Bias Control and Linearization of the Transfer Function of Electro-optic and Acousto-optic Modulators

TL;DR

This paper presents techniques to precisely control acousto-optic and electro-optic modulators, enabling accurate generation of desired optical waveforms crucial for quantum computing applications.

Contribution

It introduces methods to linearize and control AOM and EOM modulators, overcoming their nonlinear and time-variant behaviors for improved quantum system performance.

Findings

Achieved high-accuracy waveform generation with AOM and EOM

Demonstrated linearization techniques for modulators

Enhanced control precision for quantum optical systems

Abstract

In several types of quantum computers light is one of the main tools to control both the position and the quantum state of the atoms used for computing.
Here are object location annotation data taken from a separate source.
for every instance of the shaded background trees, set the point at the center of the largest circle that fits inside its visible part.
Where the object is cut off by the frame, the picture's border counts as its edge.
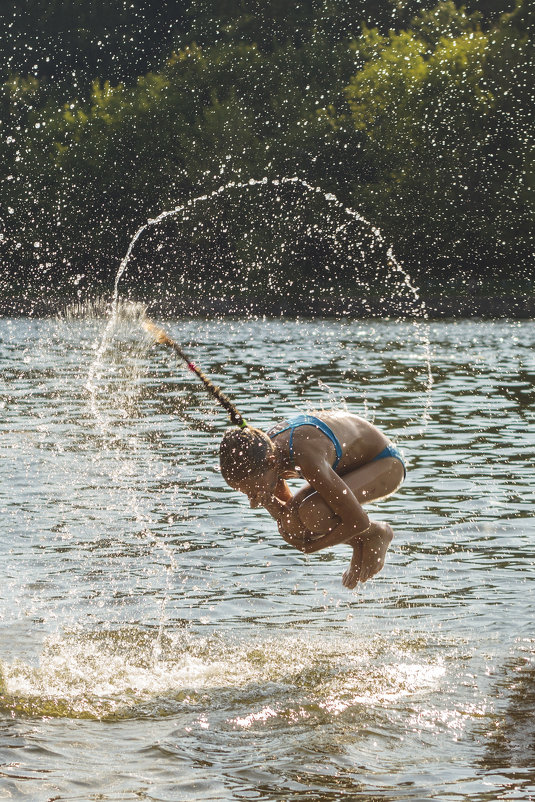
(418, 115)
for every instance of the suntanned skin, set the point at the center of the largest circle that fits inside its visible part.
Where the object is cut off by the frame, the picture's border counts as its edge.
(328, 510)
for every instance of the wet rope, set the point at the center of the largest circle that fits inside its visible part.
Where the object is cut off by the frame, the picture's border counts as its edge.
(163, 339)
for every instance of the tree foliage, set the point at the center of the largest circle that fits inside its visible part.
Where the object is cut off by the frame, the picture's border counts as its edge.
(419, 116)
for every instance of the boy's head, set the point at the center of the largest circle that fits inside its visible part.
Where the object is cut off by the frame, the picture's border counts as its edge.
(248, 461)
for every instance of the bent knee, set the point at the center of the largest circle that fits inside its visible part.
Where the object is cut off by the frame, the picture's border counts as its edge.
(316, 516)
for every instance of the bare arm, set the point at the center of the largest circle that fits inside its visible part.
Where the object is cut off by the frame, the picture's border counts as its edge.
(353, 520)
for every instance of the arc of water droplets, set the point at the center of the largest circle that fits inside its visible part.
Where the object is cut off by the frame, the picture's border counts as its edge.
(94, 372)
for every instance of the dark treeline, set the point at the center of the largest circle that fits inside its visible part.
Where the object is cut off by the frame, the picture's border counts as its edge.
(417, 115)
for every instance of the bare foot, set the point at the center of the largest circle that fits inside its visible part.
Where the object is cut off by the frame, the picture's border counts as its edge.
(351, 575)
(374, 548)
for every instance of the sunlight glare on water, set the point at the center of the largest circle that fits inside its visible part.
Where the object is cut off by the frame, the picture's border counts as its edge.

In practical systems laser light is applied to manipulate quantum states of qubits in the desired way. Beside physical effects like decoherence and quantum noise the precision of qubit manipulation has a significant impact on the achievable quantum computing error rate. One of the key optical components beside the laser is the optical modulator, which modulates or switches a constant power laser light in order to provide light pulses or pulse sequences with a desired envelope. Acousto-optic (AOM) and electro-optic (EOM) modulators can be applied, which are both voltage controlled. However, there is neither a simple linear relationship between their control signal and the precise modulator output, nor can they be considered to have time-invariant characteristics. The aim of this paper is to describe techniques to generate AOM and EOM control signals in such a way that almost arbitrary target output waveforms (i. e. optical power versus time) are achieved with high accuracy.